Jason Castro: Sure, he looks like the love child of John Travolta and John Travolta's character from Battlefield Earth, but Jason Castro can sing. And he continuously melts my heart with his awkwardness. If Paula gets to hang Archuleta's head from her rearview mirror, I get Jason's.
Ramiele Malubay: We call her Asian Delight at our house. America might not be ready for a black or female president, but we're damn sure ready for an Asian reality show winner. I might sing the praises of the Arch here at GEP, but I hope he's battling it out with Ramiele in the final show of the season (and I wouldn't be bummed if she won...)
Syesha Mercado: During Hollywood Week, a laryngitis-suffering Syesha blew the judges away with a thrilling performance. Since then she has kind of been lost in the shuffle, but I expect big things out of her as the season continues.
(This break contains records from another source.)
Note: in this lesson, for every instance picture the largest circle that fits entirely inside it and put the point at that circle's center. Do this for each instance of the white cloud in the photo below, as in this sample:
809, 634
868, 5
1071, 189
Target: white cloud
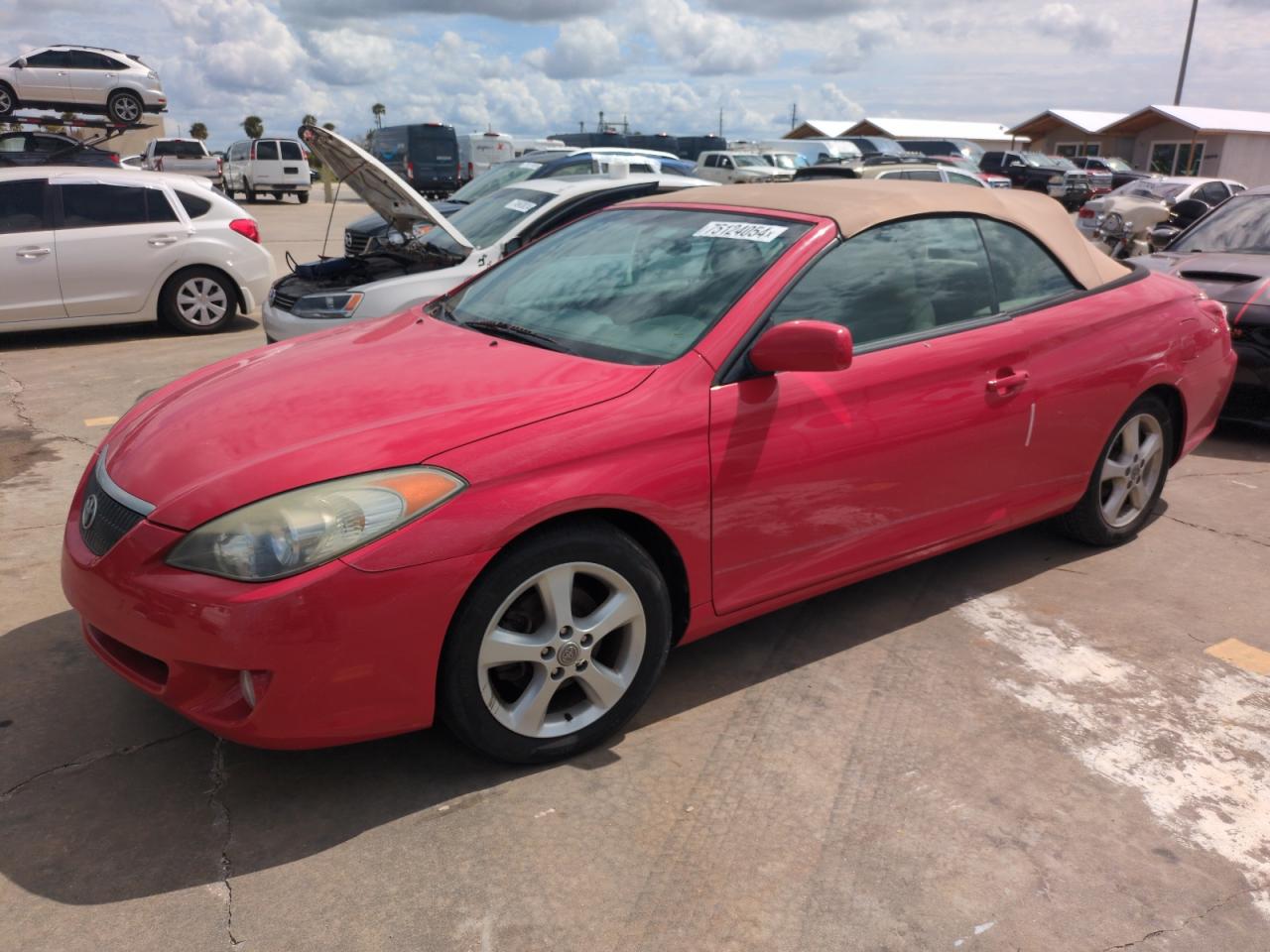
584, 48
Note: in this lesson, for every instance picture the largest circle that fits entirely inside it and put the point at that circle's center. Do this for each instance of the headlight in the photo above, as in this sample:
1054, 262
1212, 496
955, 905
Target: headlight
304, 529
326, 306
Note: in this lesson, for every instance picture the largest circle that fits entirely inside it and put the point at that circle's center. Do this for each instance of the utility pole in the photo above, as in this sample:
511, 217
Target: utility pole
1182, 72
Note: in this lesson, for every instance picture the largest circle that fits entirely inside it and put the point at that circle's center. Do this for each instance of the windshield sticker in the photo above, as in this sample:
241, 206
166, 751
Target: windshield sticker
744, 231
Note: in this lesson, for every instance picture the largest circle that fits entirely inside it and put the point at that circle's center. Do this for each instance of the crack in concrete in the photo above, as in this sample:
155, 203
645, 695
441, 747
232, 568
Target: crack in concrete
220, 777
91, 758
1243, 536
1188, 920
14, 391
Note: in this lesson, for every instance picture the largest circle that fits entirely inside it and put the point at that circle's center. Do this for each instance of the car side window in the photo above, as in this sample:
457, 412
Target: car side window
1025, 273
22, 206
158, 207
96, 206
897, 280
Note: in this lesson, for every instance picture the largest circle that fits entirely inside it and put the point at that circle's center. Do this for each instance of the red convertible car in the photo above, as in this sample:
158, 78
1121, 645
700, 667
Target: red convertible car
503, 507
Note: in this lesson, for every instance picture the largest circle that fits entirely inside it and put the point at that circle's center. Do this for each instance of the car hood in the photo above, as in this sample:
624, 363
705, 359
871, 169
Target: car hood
368, 397
1229, 278
377, 184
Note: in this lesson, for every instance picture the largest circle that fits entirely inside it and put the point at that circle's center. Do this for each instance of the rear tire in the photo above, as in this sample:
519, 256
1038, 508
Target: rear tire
125, 107
198, 301
567, 627
1127, 480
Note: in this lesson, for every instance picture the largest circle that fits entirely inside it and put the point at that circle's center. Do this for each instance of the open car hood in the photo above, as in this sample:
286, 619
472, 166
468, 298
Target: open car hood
379, 185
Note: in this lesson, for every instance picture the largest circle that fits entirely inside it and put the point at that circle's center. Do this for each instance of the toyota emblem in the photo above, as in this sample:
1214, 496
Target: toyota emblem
87, 516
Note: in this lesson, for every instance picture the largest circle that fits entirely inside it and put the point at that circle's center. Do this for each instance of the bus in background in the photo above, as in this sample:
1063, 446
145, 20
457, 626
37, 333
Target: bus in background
423, 154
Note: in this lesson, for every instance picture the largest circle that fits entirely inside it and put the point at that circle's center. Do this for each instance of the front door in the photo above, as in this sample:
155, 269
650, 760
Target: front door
113, 244
28, 262
917, 443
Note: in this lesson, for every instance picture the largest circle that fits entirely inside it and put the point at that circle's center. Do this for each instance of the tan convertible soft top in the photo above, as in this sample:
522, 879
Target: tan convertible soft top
858, 204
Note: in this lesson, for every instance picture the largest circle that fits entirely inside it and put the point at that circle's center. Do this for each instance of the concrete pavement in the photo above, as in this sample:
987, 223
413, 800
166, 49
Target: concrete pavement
1021, 746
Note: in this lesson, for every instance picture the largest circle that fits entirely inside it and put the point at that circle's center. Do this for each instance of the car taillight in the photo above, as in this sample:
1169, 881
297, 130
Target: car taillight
246, 229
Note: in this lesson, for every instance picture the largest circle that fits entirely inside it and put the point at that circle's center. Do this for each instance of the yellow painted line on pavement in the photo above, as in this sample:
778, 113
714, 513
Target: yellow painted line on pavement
1234, 652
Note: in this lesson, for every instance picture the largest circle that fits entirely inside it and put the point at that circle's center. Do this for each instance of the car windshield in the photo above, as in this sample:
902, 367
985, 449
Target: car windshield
498, 177
1241, 225
486, 220
1150, 188
633, 286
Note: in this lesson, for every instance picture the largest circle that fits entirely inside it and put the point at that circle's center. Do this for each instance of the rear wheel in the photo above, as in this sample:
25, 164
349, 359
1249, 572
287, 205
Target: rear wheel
125, 107
557, 645
198, 301
1127, 480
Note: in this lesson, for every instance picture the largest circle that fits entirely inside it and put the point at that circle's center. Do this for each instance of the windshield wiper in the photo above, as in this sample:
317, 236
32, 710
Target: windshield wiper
515, 331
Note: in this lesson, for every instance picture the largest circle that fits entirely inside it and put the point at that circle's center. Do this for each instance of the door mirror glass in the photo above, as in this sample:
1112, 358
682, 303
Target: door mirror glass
812, 347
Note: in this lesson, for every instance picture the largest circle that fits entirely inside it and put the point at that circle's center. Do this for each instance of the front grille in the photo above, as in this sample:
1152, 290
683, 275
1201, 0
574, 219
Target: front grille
356, 244
111, 520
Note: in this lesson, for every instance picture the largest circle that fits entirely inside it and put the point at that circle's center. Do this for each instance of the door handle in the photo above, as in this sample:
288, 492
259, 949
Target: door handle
1007, 382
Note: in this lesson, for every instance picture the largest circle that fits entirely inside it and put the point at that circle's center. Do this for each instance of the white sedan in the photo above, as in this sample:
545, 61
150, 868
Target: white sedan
81, 246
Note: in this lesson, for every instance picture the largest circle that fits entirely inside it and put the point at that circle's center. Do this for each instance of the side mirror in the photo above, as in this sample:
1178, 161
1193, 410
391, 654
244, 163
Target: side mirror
812, 347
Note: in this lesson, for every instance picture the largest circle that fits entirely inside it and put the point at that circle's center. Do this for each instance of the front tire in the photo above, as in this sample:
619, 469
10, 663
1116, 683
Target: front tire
198, 301
1128, 477
557, 645
126, 108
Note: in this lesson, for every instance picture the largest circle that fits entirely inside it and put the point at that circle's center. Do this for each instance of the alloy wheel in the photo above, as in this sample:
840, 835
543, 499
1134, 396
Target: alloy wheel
202, 302
562, 651
1130, 471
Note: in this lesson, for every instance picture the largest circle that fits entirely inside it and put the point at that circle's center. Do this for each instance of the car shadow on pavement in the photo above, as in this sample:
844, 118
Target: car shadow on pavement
107, 334
107, 796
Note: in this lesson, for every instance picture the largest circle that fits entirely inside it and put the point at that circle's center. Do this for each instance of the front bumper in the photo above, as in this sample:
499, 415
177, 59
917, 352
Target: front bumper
284, 325
335, 654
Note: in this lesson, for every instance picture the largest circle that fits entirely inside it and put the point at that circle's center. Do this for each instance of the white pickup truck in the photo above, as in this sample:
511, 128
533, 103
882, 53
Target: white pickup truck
189, 157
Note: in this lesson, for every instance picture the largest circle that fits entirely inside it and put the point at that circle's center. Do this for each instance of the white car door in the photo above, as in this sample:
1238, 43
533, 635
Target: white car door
114, 244
28, 262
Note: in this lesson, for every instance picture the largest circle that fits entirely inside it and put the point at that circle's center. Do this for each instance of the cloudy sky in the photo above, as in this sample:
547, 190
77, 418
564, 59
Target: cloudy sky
541, 66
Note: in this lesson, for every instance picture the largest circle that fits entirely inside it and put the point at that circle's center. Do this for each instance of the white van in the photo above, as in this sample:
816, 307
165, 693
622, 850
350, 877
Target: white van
480, 150
267, 167
817, 151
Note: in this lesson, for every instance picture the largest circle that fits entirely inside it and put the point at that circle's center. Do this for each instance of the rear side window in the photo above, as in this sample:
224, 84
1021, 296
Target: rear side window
22, 206
194, 206
1024, 271
93, 206
897, 280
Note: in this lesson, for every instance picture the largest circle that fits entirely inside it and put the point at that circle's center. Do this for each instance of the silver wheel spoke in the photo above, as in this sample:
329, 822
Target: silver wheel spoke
530, 711
603, 687
502, 647
613, 613
556, 588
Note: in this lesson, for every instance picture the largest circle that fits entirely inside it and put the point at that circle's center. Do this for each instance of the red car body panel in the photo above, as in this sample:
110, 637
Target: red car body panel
770, 489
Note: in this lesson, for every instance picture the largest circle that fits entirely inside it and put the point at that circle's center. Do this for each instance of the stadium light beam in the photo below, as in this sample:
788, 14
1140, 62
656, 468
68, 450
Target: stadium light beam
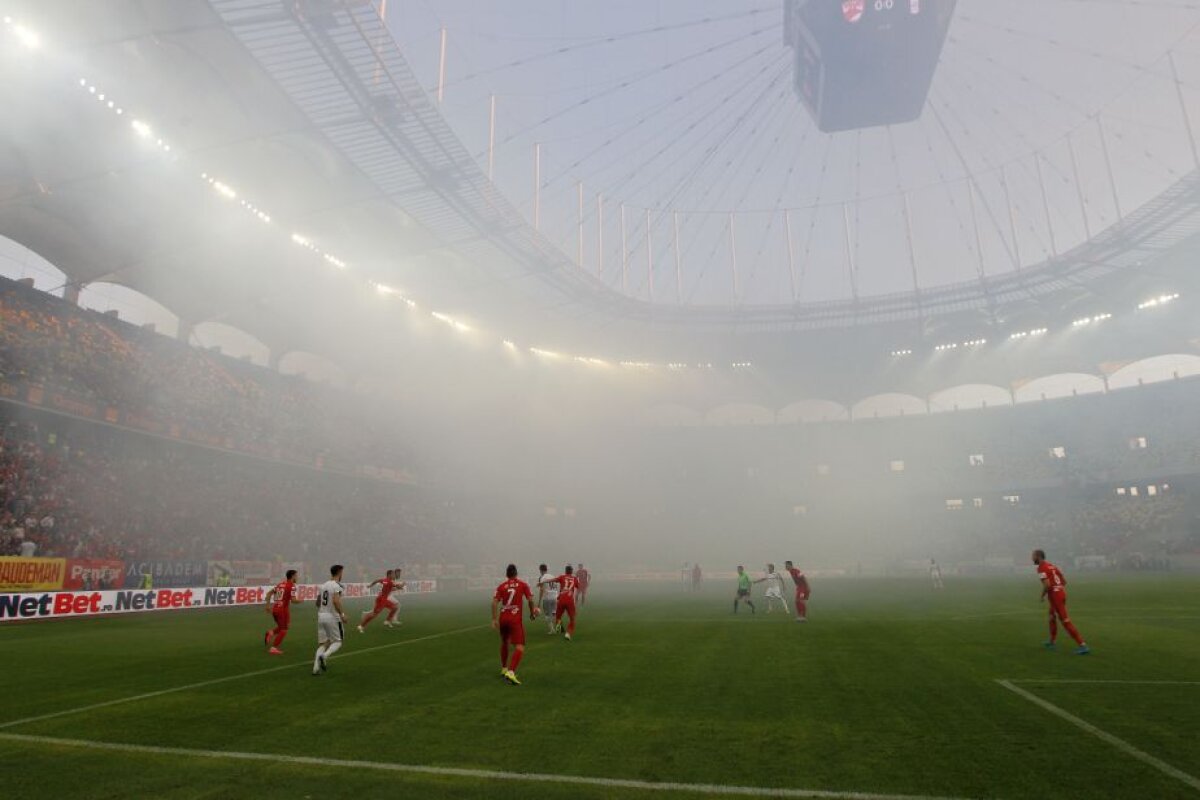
28, 37
1161, 300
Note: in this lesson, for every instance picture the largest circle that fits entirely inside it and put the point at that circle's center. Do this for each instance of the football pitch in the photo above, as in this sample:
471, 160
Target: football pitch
892, 690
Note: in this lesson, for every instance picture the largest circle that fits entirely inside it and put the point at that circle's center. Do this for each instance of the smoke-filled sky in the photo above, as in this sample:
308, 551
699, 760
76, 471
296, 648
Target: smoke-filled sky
676, 110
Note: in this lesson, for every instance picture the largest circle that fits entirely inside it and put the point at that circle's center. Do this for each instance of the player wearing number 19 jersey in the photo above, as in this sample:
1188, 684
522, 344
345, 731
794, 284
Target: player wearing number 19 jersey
330, 618
1054, 589
507, 607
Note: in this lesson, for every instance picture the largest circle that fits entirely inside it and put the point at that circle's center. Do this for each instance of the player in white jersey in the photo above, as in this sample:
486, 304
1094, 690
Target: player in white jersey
774, 588
547, 596
330, 619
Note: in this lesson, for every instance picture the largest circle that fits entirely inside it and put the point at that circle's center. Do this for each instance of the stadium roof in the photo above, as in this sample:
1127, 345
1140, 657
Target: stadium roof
310, 113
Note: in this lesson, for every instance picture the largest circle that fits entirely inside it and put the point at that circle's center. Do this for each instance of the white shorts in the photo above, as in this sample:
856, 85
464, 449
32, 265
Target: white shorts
329, 629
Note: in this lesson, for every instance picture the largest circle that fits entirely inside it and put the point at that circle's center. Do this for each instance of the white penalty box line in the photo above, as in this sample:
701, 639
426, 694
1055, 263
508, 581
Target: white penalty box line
215, 681
1011, 684
462, 773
Seems at her best when she's ill, so maybe she needs to stand around in the rain or spend a day with a classroom full of preschoolers.
Carly Smithson: Another former professional. I like listening to her talk. I've always wanted a British/Irish/Scottish accent, so whenever I hear someone with a genuine one, I get sort of tingly. I think she's a great singer, she's cute, and her husband is a total freak. She won't win, but she's one of my favorites.